I motioned for him to carry on, and he sounded quite choked
"She died an hour ago" Jay said, and I could tell he was struggling to hold everything in, the way I had so many times. Thats probably why I recognised it..Jay always held up a guard to anything that directly linked a problem to him, he didn't like people knowing what destroyed him,he held his cards close to his chest, he didn't want people to have knowledge of how they could hurt him, make him cry, make him angry. I was all too familiar with this feeling, and that's why I recognised it straight away, he liked to be the one that helped me out, that's why he rarely showed any signs of upset..he didn't like to be the one that had to lean on people.
I knew this one would hit hard for Jay, would hurt him probably as much as the death of Mrs Bassey, another patient he had got close to, in a different way. He had really connected to that girl, I had been there the previous day, when she had asked me to fetch him, he was busy at the time so I suggested that I got another nurse, but she was insistent, she needed to talk to Jay. When I asked why, she responded saying he was the one who seemed understanding, sensitive, caring. I had watched Jay with her, he was gentle, kind, tentative, the man I knew he was most of the time really, the guy I had fallen in love with. The word love makes me feel so vulnerable...like ive fallen into a trap, ive officially let my guard down, this could make or break me. People comment on the better standard of my people skills and work when Im with Jay, because he props me up. I know if someone gets out of line, Jay will be at my side with immediate effect.
"Oh Jay.." I said, not sure of what to say,how to react. He looked at me
"She had a future Ruth, outside of everything else, she could of really turned it around for herself and now.." Jay continued, and a loose tear slipped down his face, and he didn't rub it away.
"I know what your going to say Ruth, that im too emotionally involved with patients and all that.." Jay started, but I just reached up and put my arms around him, Jay always gave me supportive hugs, he just wrapped me in his arms and I would forget the outside world, even if I didn't want too. I would breathe in his soft smell, and calm down slightly as he stroked my back, and whispered to me in a reassuring manner, kissing my head. This was the first time the action required reversing.
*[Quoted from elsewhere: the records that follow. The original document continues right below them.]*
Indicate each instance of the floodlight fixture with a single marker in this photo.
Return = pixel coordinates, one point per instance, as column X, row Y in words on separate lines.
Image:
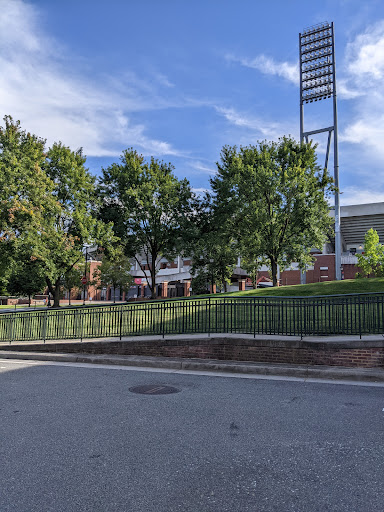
column 318, row 82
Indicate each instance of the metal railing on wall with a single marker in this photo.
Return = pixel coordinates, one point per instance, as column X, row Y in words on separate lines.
column 356, row 314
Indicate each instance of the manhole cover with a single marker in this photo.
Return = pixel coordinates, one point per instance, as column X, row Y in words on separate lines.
column 153, row 389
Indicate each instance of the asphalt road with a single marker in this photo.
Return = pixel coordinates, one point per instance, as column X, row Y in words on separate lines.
column 75, row 438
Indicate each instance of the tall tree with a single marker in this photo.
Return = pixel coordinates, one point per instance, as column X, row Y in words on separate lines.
column 151, row 210
column 275, row 197
column 47, row 204
column 27, row 278
column 213, row 249
column 372, row 261
column 73, row 225
column 114, row 271
column 25, row 191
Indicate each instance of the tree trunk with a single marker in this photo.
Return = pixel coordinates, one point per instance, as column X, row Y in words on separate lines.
column 153, row 281
column 274, row 271
column 56, row 296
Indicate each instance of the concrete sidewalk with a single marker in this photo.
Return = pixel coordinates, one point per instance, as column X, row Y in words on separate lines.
column 283, row 370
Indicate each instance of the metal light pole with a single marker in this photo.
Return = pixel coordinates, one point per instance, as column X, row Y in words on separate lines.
column 85, row 273
column 318, row 82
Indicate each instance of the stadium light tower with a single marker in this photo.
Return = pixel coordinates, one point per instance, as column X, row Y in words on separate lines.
column 318, row 82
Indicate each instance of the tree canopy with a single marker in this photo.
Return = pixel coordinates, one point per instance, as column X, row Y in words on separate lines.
column 47, row 204
column 151, row 210
column 372, row 261
column 274, row 196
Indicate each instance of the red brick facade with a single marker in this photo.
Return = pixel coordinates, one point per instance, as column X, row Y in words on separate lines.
column 365, row 354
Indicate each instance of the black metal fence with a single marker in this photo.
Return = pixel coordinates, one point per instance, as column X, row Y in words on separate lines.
column 294, row 316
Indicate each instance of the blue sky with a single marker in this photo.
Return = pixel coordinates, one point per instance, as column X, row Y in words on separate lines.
column 178, row 80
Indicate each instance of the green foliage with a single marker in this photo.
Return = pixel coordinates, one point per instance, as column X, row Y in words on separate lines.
column 274, row 198
column 372, row 261
column 47, row 205
column 251, row 264
column 114, row 271
column 213, row 249
column 27, row 278
column 152, row 211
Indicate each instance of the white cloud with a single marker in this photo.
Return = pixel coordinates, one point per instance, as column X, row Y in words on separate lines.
column 366, row 53
column 365, row 74
column 287, row 70
column 260, row 127
column 200, row 191
column 202, row 168
column 355, row 195
column 54, row 101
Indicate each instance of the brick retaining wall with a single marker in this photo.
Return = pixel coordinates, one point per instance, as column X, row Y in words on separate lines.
column 365, row 354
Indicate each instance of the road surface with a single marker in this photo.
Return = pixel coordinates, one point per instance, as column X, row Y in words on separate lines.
column 75, row 438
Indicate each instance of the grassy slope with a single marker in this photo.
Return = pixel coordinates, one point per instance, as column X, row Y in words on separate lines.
column 327, row 288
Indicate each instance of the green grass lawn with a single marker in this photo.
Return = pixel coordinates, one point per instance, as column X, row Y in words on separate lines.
column 273, row 311
column 372, row 285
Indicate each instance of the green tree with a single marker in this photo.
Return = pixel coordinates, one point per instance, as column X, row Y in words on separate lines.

E.g, me being the person controlling it.
He wrapped his arms around me, realising the gesture I was creating and returning it, and he shook slightly in my arms, as he clung on to me a little bit tighter..I kissed his head, new to all this relationship angst, the hurt, the problems that weren't mine, hoping that I was doing something right, something that was somehow helping him through the pain he felt. The girl he had lost was the same age as his sister, of course he was bound to be affected in a certain way, specially when the patient in question had stored so much faith and trust in Jay
I wasn't surprised that Jay was the person that she had chosen to confide in, he was one of the most sensitive, kind nurses I had ever worked with. Also one of the most hyper and immature, but the sides of him balanced together quite well, he joked when he needed too, but he also knew which patients required a softer approach.
"Thanks for being here Ruth" he said, kissing the top of my head, and I just nodded, and I held his hand.
Did I avoid telling him because he was already upset, or was it just pure avoidance tactics? Maybe a bit of both. Or maybe it was because I was scared of what I could loose. Another new feeling..I had something to loose that meant a great deal to me.